Ningen Shikkaku: Critical Disability Theory

This part of the paper aims to explore Yozo's experience as a "disabled person" and the ways in which he is treated by able-bodied society in order to understand the ways in which No Longer Human portrays the experience of disabled people in uniformitarian modern Japanese society. Moreover, in confinement, these people are observed under the “medical gaze,” which is the dehumanizing point of view of the specialist—from the medical point of view, the person is nothing more than a system of organs (Foucault 89). What really destroys the reader in seeing society's mistreatment of Yoz for being different is when the novel reveals the sheer desire of the 'disabled' or human to be 'human', to be accepted by society, to be seen as a person above all differently.

The most heartbreaking aspect of the novel occurs when Yozo cries and says, "God, I ask you, is non-resistance a sin?". Osamu Dazai, one of the many prominent Japanese writers of the early 20th century, remains an extremely underrated figure.

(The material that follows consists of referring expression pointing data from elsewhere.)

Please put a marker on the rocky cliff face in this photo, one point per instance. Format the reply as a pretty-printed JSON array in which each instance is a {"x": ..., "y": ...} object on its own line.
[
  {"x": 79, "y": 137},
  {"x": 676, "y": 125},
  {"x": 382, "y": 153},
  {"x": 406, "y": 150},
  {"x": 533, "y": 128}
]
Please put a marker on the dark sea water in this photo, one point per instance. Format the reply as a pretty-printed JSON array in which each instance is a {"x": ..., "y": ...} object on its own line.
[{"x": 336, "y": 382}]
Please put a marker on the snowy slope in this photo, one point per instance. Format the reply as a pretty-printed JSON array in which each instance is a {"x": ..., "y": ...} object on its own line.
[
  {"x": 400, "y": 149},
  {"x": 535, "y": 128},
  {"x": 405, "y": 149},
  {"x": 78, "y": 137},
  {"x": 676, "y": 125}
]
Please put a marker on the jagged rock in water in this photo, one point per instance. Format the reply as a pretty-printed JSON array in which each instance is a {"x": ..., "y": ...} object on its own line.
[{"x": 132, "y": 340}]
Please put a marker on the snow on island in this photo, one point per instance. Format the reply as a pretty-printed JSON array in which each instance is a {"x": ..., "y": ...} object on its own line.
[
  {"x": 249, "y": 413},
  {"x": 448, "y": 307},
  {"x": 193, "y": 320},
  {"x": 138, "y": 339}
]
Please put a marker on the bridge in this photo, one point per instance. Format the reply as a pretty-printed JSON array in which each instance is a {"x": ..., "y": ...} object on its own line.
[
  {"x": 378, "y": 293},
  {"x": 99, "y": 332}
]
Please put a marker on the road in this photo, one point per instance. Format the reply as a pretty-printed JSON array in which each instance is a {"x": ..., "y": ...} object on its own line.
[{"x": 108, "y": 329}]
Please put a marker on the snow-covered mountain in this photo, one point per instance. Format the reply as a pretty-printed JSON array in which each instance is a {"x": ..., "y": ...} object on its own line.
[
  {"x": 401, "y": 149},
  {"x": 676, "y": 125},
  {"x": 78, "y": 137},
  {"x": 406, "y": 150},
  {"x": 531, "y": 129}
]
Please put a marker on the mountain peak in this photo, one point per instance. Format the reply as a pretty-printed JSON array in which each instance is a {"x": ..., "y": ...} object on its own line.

Dazai's novels speak of the unspoken experience of Japanese people, which still makes him revered today.

Review of The Saga of Dazai Osamu: A Critical Study with Translations.; Return to Tsugaru: Travels of a Purple Tramp., by P. Methamphetamine Solution: Drugs and the Reconstruction of Nation in Postwar Japan.” The Journal of Asian Studies, vol. Nihilism and (non-)humanity in Dostoyevsky's Demons and Dazai's No Longer Human.” The University of Edinburgh, 2017,.

A Canon with a Critical Difference.” Journal of the Japanese Teachers Association, Vol. Crime and Punishment: The Subjectivity of Modern Morality and Its Manifestation in Meiji Man.” Wittenberg University Journal of East Asian Studies, vol.